The U.S. military is looking to develop and test more weapons it can blast into space to fire at targets on the surface of the earth.
According to Defense One, the first plan on the agenda is a space laser that could be used to blow up enemy missiles "coming off the launch pad".
A study to see if this is feasible should wrap up within six months, but only takes up $15m (£11m) of the total budget.
Much of the rest of the cash is going to a project to develop space-based "particle beam" weapons.
While lasers fire high-energy light at targets, particle beam weapons would accelerate a stream of subatomic particles to ludicrously high speeds and direct them at the target.
While each particle only has a tiny mass, enough of them moving fast enough would be able to impart a serious amount of energy in a very short space of time.
The U.S. first tested particle beam weapons in the late 1980s to some success, but the designs for a functional weapon were huge, with some reportedly over 70 feet long.
"We now believe we can get it down to a package that we can put on as part of a payload to be placed on orbit,” according to a senior U.S. military official quoted by Defense One.

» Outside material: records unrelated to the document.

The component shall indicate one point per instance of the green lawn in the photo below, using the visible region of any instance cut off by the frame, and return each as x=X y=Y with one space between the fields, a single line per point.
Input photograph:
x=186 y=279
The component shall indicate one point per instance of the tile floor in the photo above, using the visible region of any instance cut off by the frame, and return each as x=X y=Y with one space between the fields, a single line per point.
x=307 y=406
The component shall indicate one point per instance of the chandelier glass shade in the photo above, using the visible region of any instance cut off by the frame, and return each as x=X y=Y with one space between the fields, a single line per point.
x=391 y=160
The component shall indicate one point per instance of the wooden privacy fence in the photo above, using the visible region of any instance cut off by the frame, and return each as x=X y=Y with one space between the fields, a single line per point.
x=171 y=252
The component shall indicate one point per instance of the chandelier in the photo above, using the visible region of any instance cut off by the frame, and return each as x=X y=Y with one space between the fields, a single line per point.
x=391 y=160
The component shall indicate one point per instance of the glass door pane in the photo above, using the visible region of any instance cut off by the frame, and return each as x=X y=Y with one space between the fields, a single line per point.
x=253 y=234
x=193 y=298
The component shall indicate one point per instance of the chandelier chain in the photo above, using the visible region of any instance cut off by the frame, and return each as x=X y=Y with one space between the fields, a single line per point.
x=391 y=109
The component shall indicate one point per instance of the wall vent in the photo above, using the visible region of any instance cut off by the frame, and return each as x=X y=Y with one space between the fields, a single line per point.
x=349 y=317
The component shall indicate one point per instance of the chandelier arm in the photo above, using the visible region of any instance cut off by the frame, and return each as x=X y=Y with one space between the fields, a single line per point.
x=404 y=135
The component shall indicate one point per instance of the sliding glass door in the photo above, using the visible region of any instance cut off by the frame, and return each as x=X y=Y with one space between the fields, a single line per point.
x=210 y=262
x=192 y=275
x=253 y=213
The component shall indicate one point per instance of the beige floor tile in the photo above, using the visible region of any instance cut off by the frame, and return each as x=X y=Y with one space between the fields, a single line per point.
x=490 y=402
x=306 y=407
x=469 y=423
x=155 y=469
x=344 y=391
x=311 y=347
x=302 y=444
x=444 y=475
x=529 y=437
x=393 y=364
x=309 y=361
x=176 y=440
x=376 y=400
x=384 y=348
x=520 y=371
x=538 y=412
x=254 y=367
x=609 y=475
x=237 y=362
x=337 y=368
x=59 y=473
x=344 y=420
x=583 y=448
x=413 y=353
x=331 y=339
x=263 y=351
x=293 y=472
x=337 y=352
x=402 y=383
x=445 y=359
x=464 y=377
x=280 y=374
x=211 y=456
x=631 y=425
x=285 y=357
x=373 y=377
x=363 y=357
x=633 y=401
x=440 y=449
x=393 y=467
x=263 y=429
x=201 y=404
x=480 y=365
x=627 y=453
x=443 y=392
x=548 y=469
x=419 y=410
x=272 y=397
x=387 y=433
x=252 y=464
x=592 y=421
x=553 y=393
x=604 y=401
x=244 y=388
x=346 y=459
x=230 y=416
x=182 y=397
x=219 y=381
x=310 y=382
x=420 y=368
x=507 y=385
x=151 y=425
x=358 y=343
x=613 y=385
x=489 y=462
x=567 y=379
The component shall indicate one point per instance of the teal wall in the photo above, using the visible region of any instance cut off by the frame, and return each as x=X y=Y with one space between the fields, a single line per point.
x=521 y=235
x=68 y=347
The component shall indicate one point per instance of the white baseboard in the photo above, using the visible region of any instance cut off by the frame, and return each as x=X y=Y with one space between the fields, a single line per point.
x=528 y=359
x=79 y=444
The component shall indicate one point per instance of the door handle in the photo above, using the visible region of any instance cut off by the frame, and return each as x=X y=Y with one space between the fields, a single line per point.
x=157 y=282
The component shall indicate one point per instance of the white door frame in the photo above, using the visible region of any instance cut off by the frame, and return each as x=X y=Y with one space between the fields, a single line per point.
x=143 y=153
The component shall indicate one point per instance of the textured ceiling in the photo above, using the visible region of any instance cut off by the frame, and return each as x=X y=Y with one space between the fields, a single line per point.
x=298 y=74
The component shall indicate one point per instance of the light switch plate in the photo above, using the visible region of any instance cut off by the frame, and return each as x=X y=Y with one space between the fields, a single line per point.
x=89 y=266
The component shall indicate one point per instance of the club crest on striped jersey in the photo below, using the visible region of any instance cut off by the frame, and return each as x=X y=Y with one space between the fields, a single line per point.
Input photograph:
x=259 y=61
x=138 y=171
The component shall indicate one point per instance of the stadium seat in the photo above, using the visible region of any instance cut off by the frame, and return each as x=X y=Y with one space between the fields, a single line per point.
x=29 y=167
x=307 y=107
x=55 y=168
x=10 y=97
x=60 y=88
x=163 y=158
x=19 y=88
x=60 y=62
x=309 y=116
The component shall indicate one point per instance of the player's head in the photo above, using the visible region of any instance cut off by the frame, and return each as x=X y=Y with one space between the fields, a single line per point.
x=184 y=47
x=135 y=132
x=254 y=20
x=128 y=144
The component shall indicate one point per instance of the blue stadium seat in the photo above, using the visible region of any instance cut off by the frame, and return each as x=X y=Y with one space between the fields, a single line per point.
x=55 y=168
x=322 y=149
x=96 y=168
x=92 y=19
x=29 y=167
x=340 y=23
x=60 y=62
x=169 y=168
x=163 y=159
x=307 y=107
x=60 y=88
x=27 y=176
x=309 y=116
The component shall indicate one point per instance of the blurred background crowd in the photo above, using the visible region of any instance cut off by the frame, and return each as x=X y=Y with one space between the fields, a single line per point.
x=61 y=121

The idea is that such weapons could be used to take out missiles very shortly after they launch, when they're blasting up from their launch pads into the atmosphere.
The current plan has such weapons being ready for testing in 2023.
Some worry that if the U.S. developed and deployed these sorts of weapons it would push the likes of Russia and China into developing both missiles that would be resistant to the technology and weapons to take down the satellite weapons.
The development of those new weapons result in "greatly increasing the threat to U.S. assets in space,” according to Kingston Reif, of the Arms Control Association.
No country currently has any official space-based weapons, but plenty have been theorized.
China has upgraded its space technology recently, with U.S. analysts suggesting they already have laser-based weapons capable of crippling American defenses.